Researchers at the University of California, San Diego Medical College have successfully developed an effective method for transporting small interfering RNA (siRNA) into primarycells. They believe that in the future, the technology will be able to target drug delivery to the patient's disease site and malignant tumors. The related research was published in the online edition of Nature Biotechnology on the 17th.

Small interfering RNA (SIRNA), also known as short interfering RNA, is a kind of double-stranded RNA molecule with many biological functions, ranging from 20 to 25 nucleotides in length. SiRNA is involved in RNA interference (RNAi) pathway and interferes with the expression of specific genes. Steven Doddy, professor of cell and molecular medicine at the Medical College of San Diego, said: "RNA interference has incredible potential in controlling and treating cancer. Although there is still a long way to go from practical application, we have developed a technology that can fully deliver siRNA drugs into primitive and carcinogenic cells.

Over the years, Dodi has been studying the ability to shut down genes using siRNA. However, due to the size and negative charge of siRNA, it is difficult for siRNA to enter cells quickly, so how to transport them is always a problem. After the discovery of the ability of PTD protein fragments to penetrate cell membranes, Dodi and his colleagues saw the potential of using PTD protein to deliver siRNA into cancer cells. At the beginning of the study, PTD was linked to tumor suppressor proteins to produce more than 50 fusion proteins.
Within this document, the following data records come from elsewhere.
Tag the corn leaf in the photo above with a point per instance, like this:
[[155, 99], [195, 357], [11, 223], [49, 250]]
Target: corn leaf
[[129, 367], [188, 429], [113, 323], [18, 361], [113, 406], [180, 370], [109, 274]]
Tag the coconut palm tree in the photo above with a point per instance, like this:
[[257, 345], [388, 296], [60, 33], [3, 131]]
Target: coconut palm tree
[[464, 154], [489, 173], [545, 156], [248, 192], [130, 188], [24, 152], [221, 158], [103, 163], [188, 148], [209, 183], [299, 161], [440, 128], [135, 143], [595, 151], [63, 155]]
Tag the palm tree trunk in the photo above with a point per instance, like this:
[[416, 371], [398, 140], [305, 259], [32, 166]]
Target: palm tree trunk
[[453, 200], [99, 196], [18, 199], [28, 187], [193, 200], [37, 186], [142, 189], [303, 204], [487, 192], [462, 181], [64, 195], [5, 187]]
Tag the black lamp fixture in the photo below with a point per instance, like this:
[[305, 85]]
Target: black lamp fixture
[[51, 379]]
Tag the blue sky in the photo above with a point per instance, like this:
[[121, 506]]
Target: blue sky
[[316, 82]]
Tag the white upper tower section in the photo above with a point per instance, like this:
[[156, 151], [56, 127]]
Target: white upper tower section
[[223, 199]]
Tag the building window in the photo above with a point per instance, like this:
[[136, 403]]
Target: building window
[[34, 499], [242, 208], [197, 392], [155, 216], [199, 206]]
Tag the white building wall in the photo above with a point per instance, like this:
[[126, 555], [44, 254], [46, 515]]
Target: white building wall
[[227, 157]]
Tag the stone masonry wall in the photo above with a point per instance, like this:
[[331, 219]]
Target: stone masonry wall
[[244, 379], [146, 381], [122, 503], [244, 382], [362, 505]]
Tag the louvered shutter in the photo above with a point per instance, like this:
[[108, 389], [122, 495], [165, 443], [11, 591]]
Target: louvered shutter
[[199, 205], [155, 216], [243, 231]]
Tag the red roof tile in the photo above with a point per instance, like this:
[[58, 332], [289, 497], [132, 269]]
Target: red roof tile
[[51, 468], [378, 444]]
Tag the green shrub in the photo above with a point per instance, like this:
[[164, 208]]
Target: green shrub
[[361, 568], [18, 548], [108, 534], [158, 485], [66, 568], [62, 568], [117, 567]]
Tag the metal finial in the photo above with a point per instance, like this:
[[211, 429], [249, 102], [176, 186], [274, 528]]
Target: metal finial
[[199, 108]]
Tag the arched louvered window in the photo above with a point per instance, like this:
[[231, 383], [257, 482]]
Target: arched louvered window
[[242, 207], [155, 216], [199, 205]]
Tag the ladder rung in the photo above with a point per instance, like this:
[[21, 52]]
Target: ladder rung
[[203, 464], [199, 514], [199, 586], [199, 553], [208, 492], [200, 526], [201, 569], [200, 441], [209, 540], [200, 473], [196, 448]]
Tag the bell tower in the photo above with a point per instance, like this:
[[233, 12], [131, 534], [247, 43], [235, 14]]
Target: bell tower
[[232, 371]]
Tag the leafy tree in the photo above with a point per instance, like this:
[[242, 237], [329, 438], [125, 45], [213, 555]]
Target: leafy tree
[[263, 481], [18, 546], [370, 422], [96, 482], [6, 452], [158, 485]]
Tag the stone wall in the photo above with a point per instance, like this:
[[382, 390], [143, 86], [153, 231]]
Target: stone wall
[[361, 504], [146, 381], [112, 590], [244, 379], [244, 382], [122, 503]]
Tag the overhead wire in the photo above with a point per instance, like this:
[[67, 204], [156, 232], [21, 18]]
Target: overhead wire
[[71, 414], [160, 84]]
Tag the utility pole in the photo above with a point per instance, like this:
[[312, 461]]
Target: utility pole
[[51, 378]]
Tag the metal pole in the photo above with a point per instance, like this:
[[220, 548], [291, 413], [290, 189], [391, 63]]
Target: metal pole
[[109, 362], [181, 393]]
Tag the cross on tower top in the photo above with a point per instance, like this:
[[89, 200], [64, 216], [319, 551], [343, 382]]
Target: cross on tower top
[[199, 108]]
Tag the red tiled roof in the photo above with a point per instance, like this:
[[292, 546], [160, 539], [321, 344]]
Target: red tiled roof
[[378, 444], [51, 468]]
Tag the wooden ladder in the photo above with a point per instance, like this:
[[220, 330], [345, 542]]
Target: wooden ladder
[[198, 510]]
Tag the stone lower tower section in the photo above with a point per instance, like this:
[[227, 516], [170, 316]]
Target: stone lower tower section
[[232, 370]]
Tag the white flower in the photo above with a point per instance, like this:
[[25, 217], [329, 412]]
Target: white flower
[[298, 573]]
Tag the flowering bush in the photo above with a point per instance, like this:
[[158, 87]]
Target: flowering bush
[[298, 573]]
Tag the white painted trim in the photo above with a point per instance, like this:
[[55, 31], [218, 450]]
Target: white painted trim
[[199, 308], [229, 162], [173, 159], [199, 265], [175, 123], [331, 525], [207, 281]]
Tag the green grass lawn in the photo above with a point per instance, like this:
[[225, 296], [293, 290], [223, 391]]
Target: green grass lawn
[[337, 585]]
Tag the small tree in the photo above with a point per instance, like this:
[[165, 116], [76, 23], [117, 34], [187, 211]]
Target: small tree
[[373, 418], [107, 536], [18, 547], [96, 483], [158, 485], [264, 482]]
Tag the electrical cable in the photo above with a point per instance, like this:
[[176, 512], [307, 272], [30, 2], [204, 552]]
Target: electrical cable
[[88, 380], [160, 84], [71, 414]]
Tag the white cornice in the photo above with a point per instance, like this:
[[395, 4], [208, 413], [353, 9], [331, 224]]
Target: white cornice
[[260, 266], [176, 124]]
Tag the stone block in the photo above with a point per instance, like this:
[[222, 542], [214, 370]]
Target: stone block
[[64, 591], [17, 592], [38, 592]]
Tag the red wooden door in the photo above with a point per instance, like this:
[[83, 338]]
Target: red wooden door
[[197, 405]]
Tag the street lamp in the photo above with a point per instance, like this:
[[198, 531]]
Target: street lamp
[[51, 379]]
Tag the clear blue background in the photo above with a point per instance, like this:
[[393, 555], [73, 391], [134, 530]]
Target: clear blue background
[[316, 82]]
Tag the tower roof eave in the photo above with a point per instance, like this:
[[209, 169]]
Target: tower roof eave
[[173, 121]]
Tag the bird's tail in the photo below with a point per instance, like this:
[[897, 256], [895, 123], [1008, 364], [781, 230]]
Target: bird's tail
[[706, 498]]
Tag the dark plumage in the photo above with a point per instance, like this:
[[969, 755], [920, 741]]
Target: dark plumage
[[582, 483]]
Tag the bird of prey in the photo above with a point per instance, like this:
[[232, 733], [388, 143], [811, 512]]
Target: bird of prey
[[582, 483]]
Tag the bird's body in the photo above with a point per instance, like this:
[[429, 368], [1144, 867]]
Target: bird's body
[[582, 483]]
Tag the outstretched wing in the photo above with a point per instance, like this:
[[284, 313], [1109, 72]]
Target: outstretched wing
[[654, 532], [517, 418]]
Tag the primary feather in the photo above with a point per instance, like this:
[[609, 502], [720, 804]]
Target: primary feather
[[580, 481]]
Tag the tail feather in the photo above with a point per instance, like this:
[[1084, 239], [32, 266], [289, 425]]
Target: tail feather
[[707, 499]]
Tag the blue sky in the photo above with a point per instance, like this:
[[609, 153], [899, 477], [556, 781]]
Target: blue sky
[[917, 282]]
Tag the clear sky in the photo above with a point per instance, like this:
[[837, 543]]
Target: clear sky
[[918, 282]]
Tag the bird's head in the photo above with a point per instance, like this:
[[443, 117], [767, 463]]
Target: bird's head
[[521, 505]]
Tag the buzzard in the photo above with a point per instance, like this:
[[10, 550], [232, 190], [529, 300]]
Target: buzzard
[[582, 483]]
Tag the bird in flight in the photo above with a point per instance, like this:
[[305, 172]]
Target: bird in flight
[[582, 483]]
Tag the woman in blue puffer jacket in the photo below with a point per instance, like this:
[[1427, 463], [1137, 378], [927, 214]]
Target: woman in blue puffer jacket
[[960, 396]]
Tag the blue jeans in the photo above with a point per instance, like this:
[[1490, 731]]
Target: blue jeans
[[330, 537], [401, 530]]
Because siRNA has a strong negative charge and PDA has a positive charge, their aggregates cannot enter cells, so simply carrying siRNA to PTD does not work. The researchers constructed the fusion protein of PTD and double-stranded RNA-binding domain (DRBD) and named it PTD-DRBD. The fusion protein masks the negative electricity of siRNA, and as a result, it can enter cells and send siRNA into the cytoplasm, promoting the release of messenger ribonucleic acid (RNA) from genes and shutting down oncogenic genes.

Dodi's team also acquired the ability to introduce genes that shut down proteins into most cells, such as T cells, endothelial cells and human embryonic stem cells. More importantly, they found that fusion proteins were not toxic to cells or innate immune responses, and transcriptional deviations rarely occurred.

The main problem with current cancer therapies is that if cancer recurs, the original therapies will not be able to continue to be used. The reason is that genetic mutations occur in the tumors, which avoid the attack of the original drugs. Because synthetic siRNA is specifically designed to absorb single mutation genes and genomic mutations, Doddy said, it can easily and quickly change and continue to use PTD-DRBD fusion protein into cells.